LUNAR webinar, 18th Nov. 2011

Kurt Weiler, NRL

40 Years of Radio Astronomy from Space and the Moon

Recording: http://connect.arc.nasa.gov/p16jb93ps6d/

Abstract

While I hardly think that George Santayana's statement: "Those who cannot remember the past are condemned to repeat it." applies to research or space programs, I still think it is interesting and fun (at least to me) to look back at the many concepts and ideas that have been put forward for allowing my favorite field, radio astronomy, to "slip the surly bonds of Earth (John Gillespie Magee, Jr.)." Unfortunately, at present those bonds, as well as the funding agencies, seem particularly "surly."

However, let me look back over the history of space-based and Moon-based concepts and plans since the late 1960s and early 1970s (my stated span of ∼40 years) from the successfully launched and operated Radio Astronomy Explorers (RAE A & B) to the newest concepts for the Radio Observatory for Lunar Sortie Science (ROLSS) and the Dark Ages Lunar Interferometer/Lunar Array for Radio Cosmology (DALI/LARC).

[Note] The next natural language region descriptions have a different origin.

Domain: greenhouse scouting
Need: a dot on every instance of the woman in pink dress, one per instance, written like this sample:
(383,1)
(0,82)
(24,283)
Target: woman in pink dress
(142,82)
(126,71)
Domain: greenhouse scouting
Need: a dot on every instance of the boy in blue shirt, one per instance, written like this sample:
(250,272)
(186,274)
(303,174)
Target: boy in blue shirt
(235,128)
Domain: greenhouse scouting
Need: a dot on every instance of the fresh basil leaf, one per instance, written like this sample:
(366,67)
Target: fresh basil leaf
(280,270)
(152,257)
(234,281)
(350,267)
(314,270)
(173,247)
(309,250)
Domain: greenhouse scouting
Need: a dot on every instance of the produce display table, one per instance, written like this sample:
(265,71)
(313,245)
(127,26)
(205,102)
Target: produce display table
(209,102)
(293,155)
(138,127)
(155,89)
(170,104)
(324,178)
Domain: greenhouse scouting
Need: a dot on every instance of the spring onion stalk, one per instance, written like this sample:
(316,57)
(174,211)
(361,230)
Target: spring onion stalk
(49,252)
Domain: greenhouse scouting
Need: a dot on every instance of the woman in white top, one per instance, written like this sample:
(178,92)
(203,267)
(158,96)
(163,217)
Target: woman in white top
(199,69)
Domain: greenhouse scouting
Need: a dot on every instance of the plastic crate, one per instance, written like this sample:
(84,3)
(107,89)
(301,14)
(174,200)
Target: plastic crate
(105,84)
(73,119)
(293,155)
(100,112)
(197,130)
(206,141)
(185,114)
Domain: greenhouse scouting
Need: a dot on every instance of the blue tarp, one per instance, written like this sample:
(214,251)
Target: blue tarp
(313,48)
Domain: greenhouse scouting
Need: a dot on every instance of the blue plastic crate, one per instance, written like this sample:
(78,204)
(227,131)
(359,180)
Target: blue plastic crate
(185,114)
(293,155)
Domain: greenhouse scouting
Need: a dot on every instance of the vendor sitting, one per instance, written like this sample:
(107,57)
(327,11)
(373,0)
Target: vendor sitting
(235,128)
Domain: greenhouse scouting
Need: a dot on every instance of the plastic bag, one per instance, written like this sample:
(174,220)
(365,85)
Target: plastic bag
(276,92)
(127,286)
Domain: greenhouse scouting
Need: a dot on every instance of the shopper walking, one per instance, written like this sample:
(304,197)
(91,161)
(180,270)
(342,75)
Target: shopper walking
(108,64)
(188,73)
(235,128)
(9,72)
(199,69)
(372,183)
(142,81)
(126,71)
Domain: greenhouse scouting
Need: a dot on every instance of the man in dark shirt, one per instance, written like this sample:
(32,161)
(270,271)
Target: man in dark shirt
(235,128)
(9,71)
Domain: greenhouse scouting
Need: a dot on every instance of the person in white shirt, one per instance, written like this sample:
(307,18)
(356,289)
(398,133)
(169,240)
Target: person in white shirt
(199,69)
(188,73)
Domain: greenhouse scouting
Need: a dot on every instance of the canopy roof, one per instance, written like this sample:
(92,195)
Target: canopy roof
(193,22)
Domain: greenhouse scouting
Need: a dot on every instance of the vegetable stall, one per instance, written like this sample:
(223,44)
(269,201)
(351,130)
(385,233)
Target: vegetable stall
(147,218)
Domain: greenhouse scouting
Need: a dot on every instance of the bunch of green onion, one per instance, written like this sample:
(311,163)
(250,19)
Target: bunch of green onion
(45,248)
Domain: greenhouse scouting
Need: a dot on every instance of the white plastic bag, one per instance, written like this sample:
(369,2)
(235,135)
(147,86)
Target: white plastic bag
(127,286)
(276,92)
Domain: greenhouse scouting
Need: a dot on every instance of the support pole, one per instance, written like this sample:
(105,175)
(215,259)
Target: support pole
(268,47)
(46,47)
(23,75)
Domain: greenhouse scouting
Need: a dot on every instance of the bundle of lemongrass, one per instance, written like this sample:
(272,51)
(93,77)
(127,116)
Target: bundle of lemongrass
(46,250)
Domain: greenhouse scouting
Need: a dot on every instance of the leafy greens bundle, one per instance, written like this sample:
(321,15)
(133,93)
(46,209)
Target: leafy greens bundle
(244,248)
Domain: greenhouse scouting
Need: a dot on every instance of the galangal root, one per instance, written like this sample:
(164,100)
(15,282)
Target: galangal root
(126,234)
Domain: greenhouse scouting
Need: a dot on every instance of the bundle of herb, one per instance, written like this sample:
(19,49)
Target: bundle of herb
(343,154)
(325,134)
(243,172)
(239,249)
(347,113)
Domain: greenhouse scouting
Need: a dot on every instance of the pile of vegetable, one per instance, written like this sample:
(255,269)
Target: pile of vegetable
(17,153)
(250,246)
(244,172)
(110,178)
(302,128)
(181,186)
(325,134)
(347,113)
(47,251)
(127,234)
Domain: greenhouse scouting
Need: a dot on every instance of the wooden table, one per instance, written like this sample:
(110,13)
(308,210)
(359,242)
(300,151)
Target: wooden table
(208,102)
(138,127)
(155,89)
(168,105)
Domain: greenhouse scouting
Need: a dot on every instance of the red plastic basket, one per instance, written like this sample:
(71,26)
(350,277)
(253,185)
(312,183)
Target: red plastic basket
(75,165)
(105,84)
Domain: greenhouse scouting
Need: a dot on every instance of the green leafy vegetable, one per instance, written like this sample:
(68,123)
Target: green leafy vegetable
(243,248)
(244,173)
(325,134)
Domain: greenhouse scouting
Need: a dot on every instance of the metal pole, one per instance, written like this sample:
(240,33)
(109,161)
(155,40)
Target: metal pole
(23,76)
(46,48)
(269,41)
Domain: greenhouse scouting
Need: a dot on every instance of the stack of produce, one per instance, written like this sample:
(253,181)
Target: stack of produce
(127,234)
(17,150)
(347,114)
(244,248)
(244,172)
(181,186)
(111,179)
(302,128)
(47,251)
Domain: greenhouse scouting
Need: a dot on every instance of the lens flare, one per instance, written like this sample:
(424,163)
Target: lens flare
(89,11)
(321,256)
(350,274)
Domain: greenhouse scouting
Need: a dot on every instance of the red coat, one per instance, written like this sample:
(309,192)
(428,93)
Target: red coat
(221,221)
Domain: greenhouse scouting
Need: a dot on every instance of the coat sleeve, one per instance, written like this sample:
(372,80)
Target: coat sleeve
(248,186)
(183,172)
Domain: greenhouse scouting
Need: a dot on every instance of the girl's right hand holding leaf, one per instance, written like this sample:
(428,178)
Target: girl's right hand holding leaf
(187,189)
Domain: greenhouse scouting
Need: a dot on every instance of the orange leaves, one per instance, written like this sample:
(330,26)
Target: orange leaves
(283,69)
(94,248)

The deep science questions to be explored at frequencies below the Earth's ionospheric cutoff (∼<10 MHz) or shielded from the Earth's pervasive radio interference (back-side of the Moon) have been explored in great depth and detail and with outstanding competence by others, so I will only try to give a broad-brush description of many of the concepts that have come before.

Even though I have been personally involved with a lot of the concepts over the past ∼25 years and am still waiting for one to "fly," I remain optimistic for the future.